For one, multiples have moved higher in the industry. At the time, Cedar Fair traded at 6.5x; Now with the proposed Apollo buyout, it trades for 7.5x. Using 7.5x versus the projected 2011 EBITDA of 260M (I initially forecast slightly higher), derives an EV of $1.95B more than enough to pay off both senior lenders and opco bond holders. So I was too low on my multiple.
Secondly, credit markets are WIDE open right now. On both the bank and bond side, most deals (except for the hold-co dividend deals which are reappearing) are well oversubscribed and dealers are flexing terms. While the hold co note holders didn't technically NEED to appease the bank debt holders by paying them in cash versus reinstating their low coupon paper, they did it to ensure their plan gets accepted by one of the larger creditors groups in the case. Six Flags did a term loan a month or so ago that was to finance the opco plan- that deal was oversubscribed.

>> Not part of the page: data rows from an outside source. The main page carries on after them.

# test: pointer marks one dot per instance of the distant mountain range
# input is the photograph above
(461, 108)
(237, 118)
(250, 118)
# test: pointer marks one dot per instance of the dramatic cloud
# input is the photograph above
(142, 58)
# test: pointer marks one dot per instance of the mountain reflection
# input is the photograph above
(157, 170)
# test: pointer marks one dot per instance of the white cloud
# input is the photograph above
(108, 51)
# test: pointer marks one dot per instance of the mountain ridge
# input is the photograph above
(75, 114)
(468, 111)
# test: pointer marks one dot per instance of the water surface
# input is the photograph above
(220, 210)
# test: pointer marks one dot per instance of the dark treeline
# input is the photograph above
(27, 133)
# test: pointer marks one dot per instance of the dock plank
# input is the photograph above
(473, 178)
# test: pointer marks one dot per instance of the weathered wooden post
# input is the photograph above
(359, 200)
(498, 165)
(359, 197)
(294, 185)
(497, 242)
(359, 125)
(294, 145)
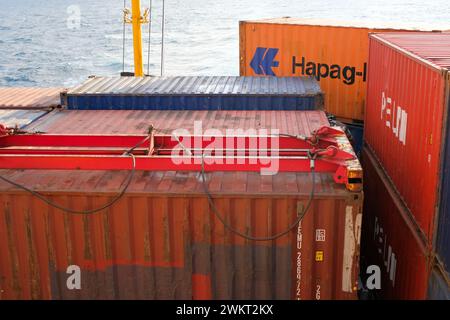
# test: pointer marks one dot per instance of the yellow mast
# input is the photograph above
(137, 37)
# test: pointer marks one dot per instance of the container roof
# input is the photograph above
(138, 121)
(29, 98)
(353, 24)
(198, 85)
(431, 48)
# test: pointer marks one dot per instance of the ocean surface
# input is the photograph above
(62, 42)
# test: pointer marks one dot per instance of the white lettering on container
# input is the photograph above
(394, 117)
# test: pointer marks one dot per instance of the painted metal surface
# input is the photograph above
(30, 98)
(407, 114)
(20, 118)
(390, 239)
(357, 135)
(442, 245)
(196, 93)
(334, 52)
(161, 241)
(439, 286)
(166, 121)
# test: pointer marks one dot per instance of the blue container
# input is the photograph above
(438, 287)
(20, 118)
(357, 132)
(196, 93)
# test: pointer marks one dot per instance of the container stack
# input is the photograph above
(334, 52)
(198, 233)
(406, 227)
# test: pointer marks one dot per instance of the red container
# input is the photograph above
(162, 240)
(406, 108)
(390, 239)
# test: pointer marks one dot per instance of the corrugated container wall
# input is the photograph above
(406, 118)
(389, 239)
(196, 93)
(439, 287)
(30, 98)
(162, 240)
(334, 52)
(443, 231)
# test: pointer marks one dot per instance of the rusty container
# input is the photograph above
(406, 123)
(335, 52)
(391, 240)
(162, 240)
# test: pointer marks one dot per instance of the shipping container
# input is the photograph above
(406, 123)
(162, 240)
(19, 118)
(335, 52)
(196, 93)
(439, 285)
(30, 98)
(390, 239)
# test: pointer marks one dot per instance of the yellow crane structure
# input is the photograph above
(136, 21)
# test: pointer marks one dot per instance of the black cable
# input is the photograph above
(71, 211)
(123, 37)
(246, 236)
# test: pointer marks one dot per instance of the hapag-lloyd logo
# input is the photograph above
(264, 63)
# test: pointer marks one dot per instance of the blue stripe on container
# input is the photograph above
(197, 93)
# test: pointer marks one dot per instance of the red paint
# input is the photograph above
(390, 239)
(162, 240)
(406, 103)
(163, 153)
(201, 287)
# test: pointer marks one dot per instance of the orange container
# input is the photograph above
(162, 240)
(335, 53)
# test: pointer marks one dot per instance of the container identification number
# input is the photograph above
(394, 117)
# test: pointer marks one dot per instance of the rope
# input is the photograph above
(149, 35)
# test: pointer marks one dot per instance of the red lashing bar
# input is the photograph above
(158, 153)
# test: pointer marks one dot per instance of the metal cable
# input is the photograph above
(123, 36)
(244, 235)
(85, 212)
(149, 35)
(43, 198)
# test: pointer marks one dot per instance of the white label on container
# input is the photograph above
(394, 117)
(320, 235)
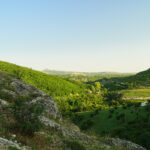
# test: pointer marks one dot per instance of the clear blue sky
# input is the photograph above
(77, 35)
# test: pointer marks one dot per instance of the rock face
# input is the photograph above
(50, 107)
(64, 131)
(51, 118)
(125, 144)
(5, 144)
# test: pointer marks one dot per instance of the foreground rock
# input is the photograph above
(5, 144)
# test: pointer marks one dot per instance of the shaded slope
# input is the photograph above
(53, 85)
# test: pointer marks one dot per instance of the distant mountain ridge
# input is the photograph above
(57, 72)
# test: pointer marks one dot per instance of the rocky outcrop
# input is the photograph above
(64, 131)
(3, 103)
(5, 144)
(125, 144)
(50, 107)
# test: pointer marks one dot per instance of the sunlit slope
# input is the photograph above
(53, 85)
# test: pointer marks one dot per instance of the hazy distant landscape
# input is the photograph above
(109, 105)
(74, 75)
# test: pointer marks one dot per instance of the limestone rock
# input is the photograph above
(4, 144)
(50, 107)
(3, 103)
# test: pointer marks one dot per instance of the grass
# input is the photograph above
(143, 92)
(123, 122)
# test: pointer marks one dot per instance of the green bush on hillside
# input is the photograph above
(26, 116)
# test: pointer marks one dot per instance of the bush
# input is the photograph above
(74, 145)
(13, 148)
(26, 116)
(86, 124)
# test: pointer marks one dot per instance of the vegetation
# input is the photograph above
(123, 122)
(26, 116)
(96, 107)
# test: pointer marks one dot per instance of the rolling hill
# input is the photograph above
(53, 85)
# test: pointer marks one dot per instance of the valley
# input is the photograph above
(108, 107)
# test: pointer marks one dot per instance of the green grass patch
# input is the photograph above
(136, 93)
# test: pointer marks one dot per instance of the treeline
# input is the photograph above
(53, 85)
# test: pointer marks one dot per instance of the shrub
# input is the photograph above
(86, 124)
(13, 148)
(26, 116)
(74, 145)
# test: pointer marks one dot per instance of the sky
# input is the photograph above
(76, 35)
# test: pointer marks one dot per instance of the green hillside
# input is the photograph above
(53, 85)
(127, 122)
(139, 80)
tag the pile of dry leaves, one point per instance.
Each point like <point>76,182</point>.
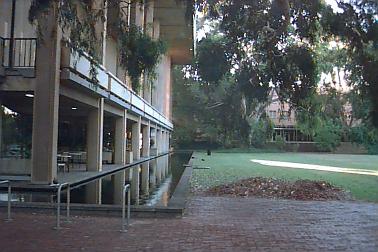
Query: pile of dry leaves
<point>275,188</point>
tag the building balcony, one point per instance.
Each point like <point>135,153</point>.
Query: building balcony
<point>76,68</point>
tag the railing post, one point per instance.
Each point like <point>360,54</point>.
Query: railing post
<point>9,201</point>
<point>68,202</point>
<point>125,188</point>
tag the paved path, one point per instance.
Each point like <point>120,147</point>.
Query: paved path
<point>212,224</point>
<point>315,167</point>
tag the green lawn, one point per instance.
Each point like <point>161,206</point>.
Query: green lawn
<point>230,167</point>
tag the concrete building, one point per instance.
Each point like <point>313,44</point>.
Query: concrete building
<point>105,123</point>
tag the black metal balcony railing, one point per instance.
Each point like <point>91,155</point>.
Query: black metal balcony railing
<point>18,53</point>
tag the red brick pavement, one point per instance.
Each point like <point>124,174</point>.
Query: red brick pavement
<point>211,224</point>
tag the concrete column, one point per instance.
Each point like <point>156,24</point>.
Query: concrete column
<point>120,139</point>
<point>135,142</point>
<point>95,137</point>
<point>119,157</point>
<point>136,156</point>
<point>153,173</point>
<point>158,170</point>
<point>155,90</point>
<point>1,128</point>
<point>149,18</point>
<point>158,141</point>
<point>163,147</point>
<point>100,31</point>
<point>153,150</point>
<point>146,153</point>
<point>94,150</point>
<point>166,165</point>
<point>46,103</point>
<point>119,181</point>
<point>139,14</point>
<point>146,140</point>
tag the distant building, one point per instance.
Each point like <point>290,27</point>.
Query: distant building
<point>284,120</point>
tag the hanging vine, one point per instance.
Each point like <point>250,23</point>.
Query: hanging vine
<point>139,53</point>
<point>78,19</point>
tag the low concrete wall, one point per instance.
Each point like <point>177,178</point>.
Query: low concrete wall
<point>12,166</point>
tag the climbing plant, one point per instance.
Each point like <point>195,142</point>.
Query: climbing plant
<point>139,53</point>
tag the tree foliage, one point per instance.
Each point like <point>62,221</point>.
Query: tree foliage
<point>274,43</point>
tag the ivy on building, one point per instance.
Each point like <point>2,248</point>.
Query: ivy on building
<point>139,54</point>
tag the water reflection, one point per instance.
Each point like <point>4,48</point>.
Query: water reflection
<point>152,184</point>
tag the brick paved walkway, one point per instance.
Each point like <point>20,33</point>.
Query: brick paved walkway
<point>212,224</point>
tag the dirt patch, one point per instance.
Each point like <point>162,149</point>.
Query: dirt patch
<point>280,189</point>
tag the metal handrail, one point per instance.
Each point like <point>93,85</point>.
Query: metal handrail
<point>9,198</point>
<point>60,187</point>
<point>125,188</point>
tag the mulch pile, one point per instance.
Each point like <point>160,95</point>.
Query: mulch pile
<point>280,189</point>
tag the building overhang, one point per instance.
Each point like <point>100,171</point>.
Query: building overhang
<point>176,28</point>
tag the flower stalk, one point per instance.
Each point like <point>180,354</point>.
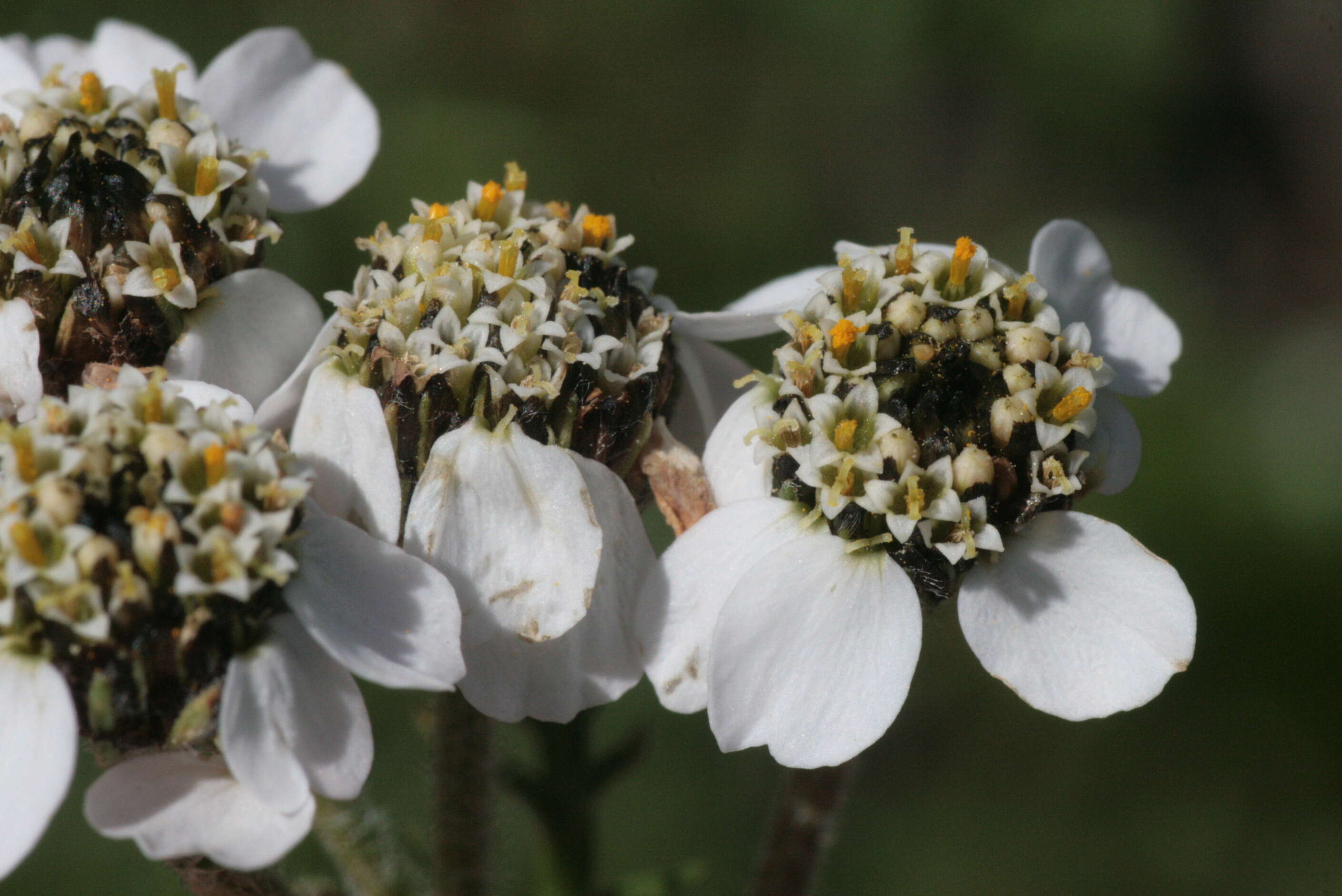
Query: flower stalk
<point>462,768</point>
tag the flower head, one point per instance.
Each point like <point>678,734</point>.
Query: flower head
<point>168,595</point>
<point>952,423</point>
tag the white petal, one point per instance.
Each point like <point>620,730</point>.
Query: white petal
<point>281,407</point>
<point>682,596</point>
<point>20,383</point>
<point>317,126</point>
<point>343,434</point>
<point>175,804</point>
<point>17,73</point>
<point>292,721</point>
<point>249,337</point>
<point>1116,446</point>
<point>752,314</point>
<point>40,738</point>
<point>387,616</point>
<point>729,462</point>
<point>512,524</point>
<point>124,54</point>
<point>813,652</point>
<point>1078,618</point>
<point>705,377</point>
<point>202,395</point>
<point>595,662</point>
<point>1128,328</point>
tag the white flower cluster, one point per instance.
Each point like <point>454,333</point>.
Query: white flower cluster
<point>135,525</point>
<point>928,399</point>
<point>117,211</point>
<point>501,307</point>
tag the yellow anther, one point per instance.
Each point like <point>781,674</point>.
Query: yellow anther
<point>167,278</point>
<point>216,463</point>
<point>165,85</point>
<point>514,177</point>
<point>844,434</point>
<point>25,457</point>
<point>490,196</point>
<point>207,176</point>
<point>1073,404</point>
<point>915,499</point>
<point>598,230</point>
<point>91,93</point>
<point>508,258</point>
<point>26,541</point>
<point>572,292</point>
<point>853,282</point>
<point>966,250</point>
<point>905,251</point>
<point>1017,295</point>
<point>842,337</point>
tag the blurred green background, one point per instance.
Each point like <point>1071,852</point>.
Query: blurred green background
<point>1201,140</point>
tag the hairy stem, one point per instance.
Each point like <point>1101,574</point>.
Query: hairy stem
<point>803,829</point>
<point>203,878</point>
<point>461,796</point>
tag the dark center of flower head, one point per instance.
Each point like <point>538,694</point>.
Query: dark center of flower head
<point>142,545</point>
<point>117,213</point>
<point>926,404</point>
<point>514,312</point>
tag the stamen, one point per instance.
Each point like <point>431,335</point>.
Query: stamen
<point>598,230</point>
<point>853,282</point>
<point>489,204</point>
<point>26,540</point>
<point>1073,404</point>
<point>844,434</point>
<point>216,463</point>
<point>508,258</point>
<point>167,278</point>
<point>966,250</point>
<point>207,176</point>
<point>905,251</point>
<point>915,499</point>
<point>514,177</point>
<point>91,93</point>
<point>165,85</point>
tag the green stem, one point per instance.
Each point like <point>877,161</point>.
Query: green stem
<point>461,796</point>
<point>803,829</point>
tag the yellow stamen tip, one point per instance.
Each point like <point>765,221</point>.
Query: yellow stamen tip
<point>489,204</point>
<point>1073,404</point>
<point>598,230</point>
<point>91,93</point>
<point>514,177</point>
<point>844,434</point>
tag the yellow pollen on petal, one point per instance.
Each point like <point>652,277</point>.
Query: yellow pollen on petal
<point>514,177</point>
<point>207,176</point>
<point>598,230</point>
<point>966,250</point>
<point>91,93</point>
<point>853,284</point>
<point>216,463</point>
<point>25,457</point>
<point>905,251</point>
<point>1017,297</point>
<point>167,278</point>
<point>26,541</point>
<point>165,85</point>
<point>915,499</point>
<point>490,196</point>
<point>844,434</point>
<point>1073,404</point>
<point>508,258</point>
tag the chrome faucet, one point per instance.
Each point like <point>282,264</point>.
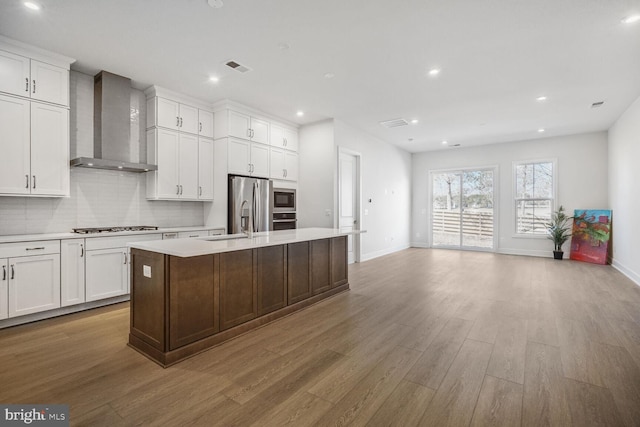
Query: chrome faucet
<point>246,219</point>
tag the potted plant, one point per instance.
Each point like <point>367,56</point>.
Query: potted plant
<point>559,230</point>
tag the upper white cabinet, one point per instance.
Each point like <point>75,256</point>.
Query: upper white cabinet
<point>34,132</point>
<point>283,137</point>
<point>22,76</point>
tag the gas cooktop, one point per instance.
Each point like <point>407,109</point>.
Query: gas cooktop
<point>113,229</point>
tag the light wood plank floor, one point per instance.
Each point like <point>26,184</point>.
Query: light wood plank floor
<point>424,337</point>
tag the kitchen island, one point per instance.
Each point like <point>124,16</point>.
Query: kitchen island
<point>188,295</point>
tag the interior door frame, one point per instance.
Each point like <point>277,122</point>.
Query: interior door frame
<point>496,210</point>
<point>357,208</point>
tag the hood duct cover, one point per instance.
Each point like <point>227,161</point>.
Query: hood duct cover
<point>111,126</point>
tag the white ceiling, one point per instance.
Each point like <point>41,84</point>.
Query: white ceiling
<point>496,57</point>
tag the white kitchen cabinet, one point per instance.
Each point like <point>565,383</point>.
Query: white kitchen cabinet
<point>107,273</point>
<point>283,137</point>
<point>176,155</point>
<point>4,288</point>
<point>284,165</point>
<point>205,169</point>
<point>33,79</point>
<point>34,284</point>
<point>72,272</point>
<point>247,127</point>
<point>35,137</point>
<point>205,122</point>
<point>247,158</point>
<point>174,115</point>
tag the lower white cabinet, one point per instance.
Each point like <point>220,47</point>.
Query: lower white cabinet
<point>107,273</point>
<point>34,284</point>
<point>4,288</point>
<point>72,279</point>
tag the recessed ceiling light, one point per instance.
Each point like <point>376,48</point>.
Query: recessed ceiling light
<point>32,5</point>
<point>631,19</point>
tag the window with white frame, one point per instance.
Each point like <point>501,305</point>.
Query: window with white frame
<point>534,195</point>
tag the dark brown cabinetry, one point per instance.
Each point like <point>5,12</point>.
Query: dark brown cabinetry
<point>272,278</point>
<point>238,288</point>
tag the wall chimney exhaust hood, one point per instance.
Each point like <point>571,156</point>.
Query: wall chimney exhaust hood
<point>112,127</point>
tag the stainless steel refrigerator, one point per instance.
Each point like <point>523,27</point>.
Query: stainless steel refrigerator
<point>250,198</point>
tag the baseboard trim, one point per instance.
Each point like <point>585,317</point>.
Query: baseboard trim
<point>632,275</point>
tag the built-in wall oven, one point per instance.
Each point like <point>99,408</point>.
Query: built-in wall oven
<point>284,209</point>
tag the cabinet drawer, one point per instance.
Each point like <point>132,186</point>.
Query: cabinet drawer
<point>96,243</point>
<point>39,247</point>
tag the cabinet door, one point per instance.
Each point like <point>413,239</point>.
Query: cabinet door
<point>168,113</point>
<point>107,273</point>
<point>238,288</point>
<point>260,160</point>
<point>188,119</point>
<point>239,125</point>
<point>72,272</point>
<point>14,74</point>
<point>4,288</point>
<point>272,279</point>
<point>49,83</point>
<point>15,137</point>
<point>205,123</point>
<point>168,164</point>
<point>49,150</point>
<point>290,139</point>
<point>205,169</point>
<point>188,159</point>
<point>291,165</point>
<point>238,157</point>
<point>298,277</point>
<point>259,131</point>
<point>276,164</point>
<point>34,284</point>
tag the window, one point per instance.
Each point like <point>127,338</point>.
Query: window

That being said it wasn't a stretch to assume you could layer on more senior secured debt (second lien) to get more cash in the door to help pay pre-petition claims. Would I have guessed this the case a year ago? Frankly, no.
Finally, and something that very few people are talking about right now, but from what I have heard, hedge funds are no longer in "deal with redemptions" mode. As returns continued to be impressive throughout 2009, more redemption requests were withdrawn, and funds that were sitting with idle cash on the side, ready to meet redemptions, needed to put that money to work to at least keep up with this rocketship of a market. That being said, funds are more able and willing to backstop rights offerings or provide fresh capital to reorganized debtors without having to deal with their LPs on their backs. A year ago, no one fund, or even groups of funds, would be able to step up to the plate and execute a $600 or $700M rights offering.
In my opinion, higher valuation, easier access to exit/debt capital, and more parties willing to fight over providing fresh capital to debtors via right-offerings has been the real driver of returns in distressed land over the past 12-18 months. Yes, some companies have seen dramatic improvements in operating performance, but to me the real driver to this rally (which has disproportionately helped junior creditors and equity holders) has been the multiple expansion (valuation in the bankruptcy court still relies on comp analysis) and the capital markets being awash with liquidity.
3 comments:
Hunter (and readers), looking at this specific case and given that the valuation multiple was the key reason why you missed the more attractive OpCo investment, why do you feel (or at least back then) it's appropriate to value a company using comparable multiples at that point in time rather than over a period of time (i.e. spread 5-10years thru an economic/credit cycle) and a combo of public trading levels and M&A transactions?
Taking the Six-Flags example, you took an arguably depressed current multiple and then cut it further in your analysis. I understand the desire to be conservative, particularly in uncertain times like early ‘09, but isn’t that overly so? And to your point, granted the absolute IRR on the bank debt was great, but not so much relatively speaking, which is because everything was so cheap (i.e. multiples at that time were trough levels on trough EBITDA).
I see this done all the time, and I’m not sure I agree with it. Admittedly, you have to use some personal judgment since history is not always the best guide (i.e. during irrational tops, but also bottoms like in Fall ’08 thru Spring ’09) and structural changes in the business can change valuation up/down over time.
I guess the only time I could argue for using current multiples is if you see a potential bankruptcy/restructuring in the near-horizon and believe the determinant of recovery values will be pitched on prevailing multiples at the time?
why the equity is going through the roof? there is nothing for them?
Would be interesting to use Six Flags as a case study to explain how rights offerings work. I.e. what would an investor buying junior bonds at 35c make if they exercised their rights and the enterprise value goes to $2.2 billion (for ex). Thanks!